Nail Your Next Interview With This Yale-Approved Advice
“Tell me about yourself.”
There are two times in life when this question frequently comes up: 1.) At the neighborhood BBQ, and 2.) During a job interview. In the first instance, you can rest easy in the knowledge that the person asking is probably only going to tune into half your answer, depending on how many beers they’ve sunk. But beware of the second, because it could make or break your chances of landing a job.
According to experts at Yale University, it’s the one question you’re almost certain to be asked when you apply for your next position. Why? Because it demonstrates how your personality and experience apply to the position you’re going for.
It’s also the kind of question in which you could perhaps envision the answer going in about a million different directions. Thankfully, those same Yale experts have found a formula for the perfect reply.
How to Talk About Yourself
According to the Yale team, the perfect “tell me about yourself” answer consists of an opening, a motivational story, relevant academic work and supporting experiences, and a killer closer about how you’re a good fit for the job.
What would an answer look like? CNBC Make It has a pretty good example but here’s a cheat sheet:
Start with a description of your qualifications and area of study before highlighting aspects of your academic background, experience or research that are relevant to the potential job. Keep this bit short.
Throw to a motivational story that talks about a challenge you faced, how you tackled that challenge, and how that influenced your choice of career.

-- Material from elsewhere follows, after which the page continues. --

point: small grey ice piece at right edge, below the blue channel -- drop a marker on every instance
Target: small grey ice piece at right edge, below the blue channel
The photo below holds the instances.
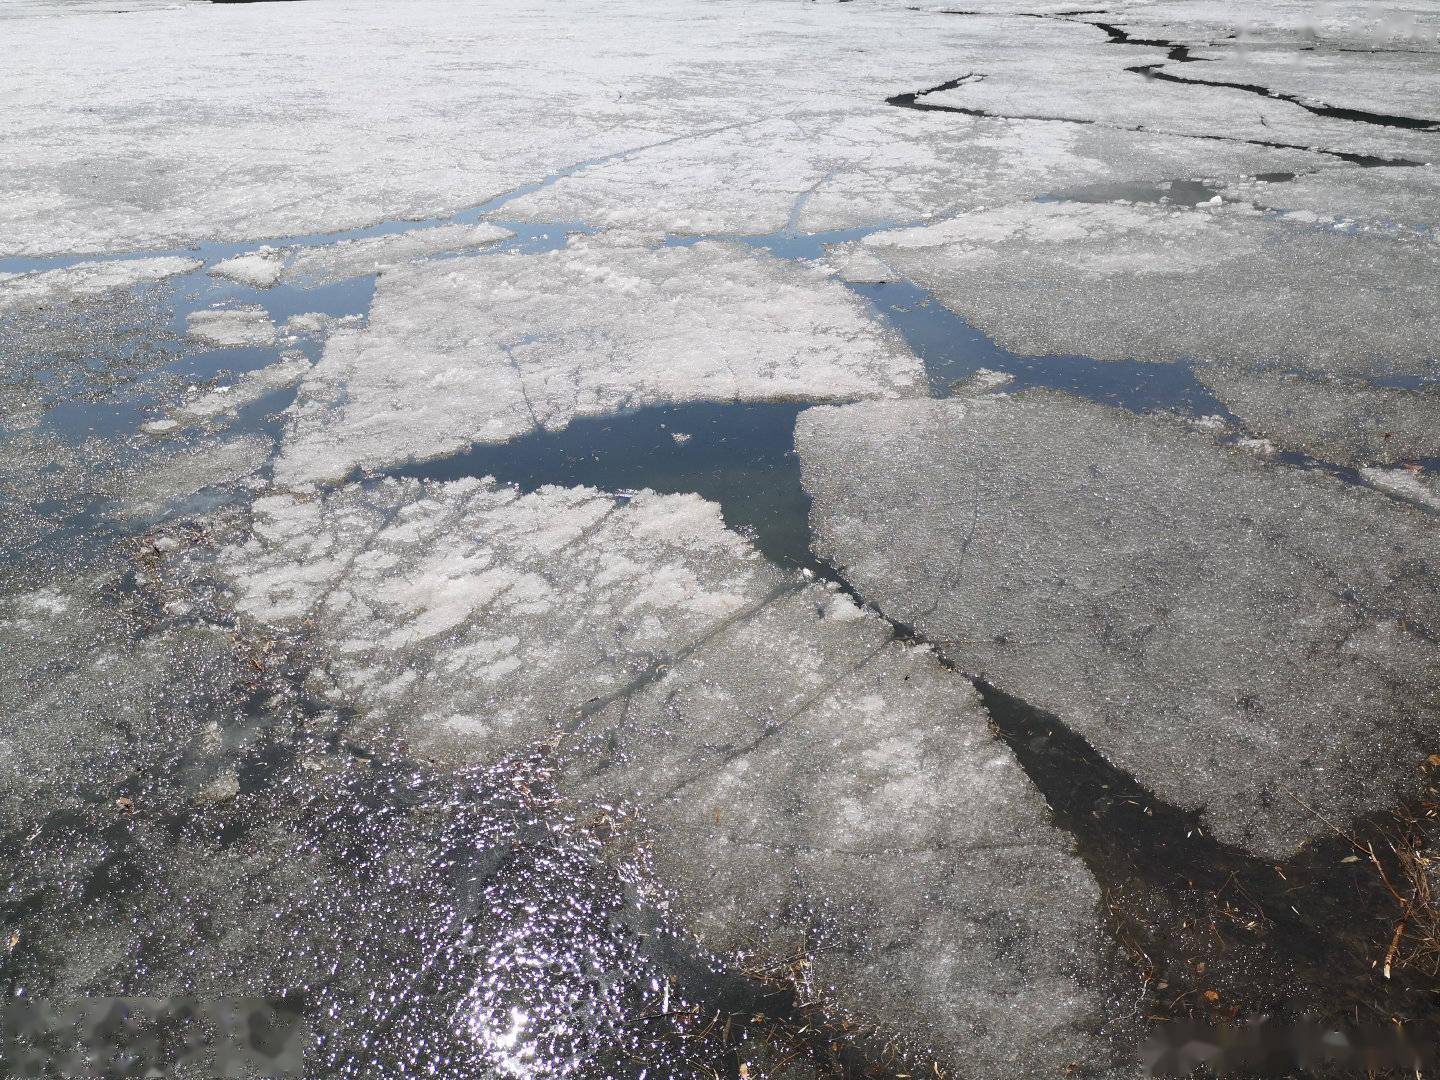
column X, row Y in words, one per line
column 1336, row 420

Then segue from the story into relevant studies, research, fundraising, internships or previous employment that helped further the skills and will now be useful for this job.
Close with what sparked your interest in this job and what you’re hoping to learn by taking on the position.
The Yale team suggests avoiding going into too much depth with your personal history and sticking to information that is important to the position, but it’s also a chance to highlight your strengths and also direct the interview, seeing as the interviewer will usually ask follow-up questions based on your answer.
Practice Makes Perfect
Finally, you need to practice your story. What this means is getting used to what you want to tell, because “what is in your mind is often not what is communicated in the moment.” What that doesn’t mean, though, is writing out every single word and memorizing it. That’s a fool’s errand and a surefire way to put your interviewer to sleep. First impressions are made quickly and you need to come across as personable and confident — just the kind of professional they’re interested in hiring.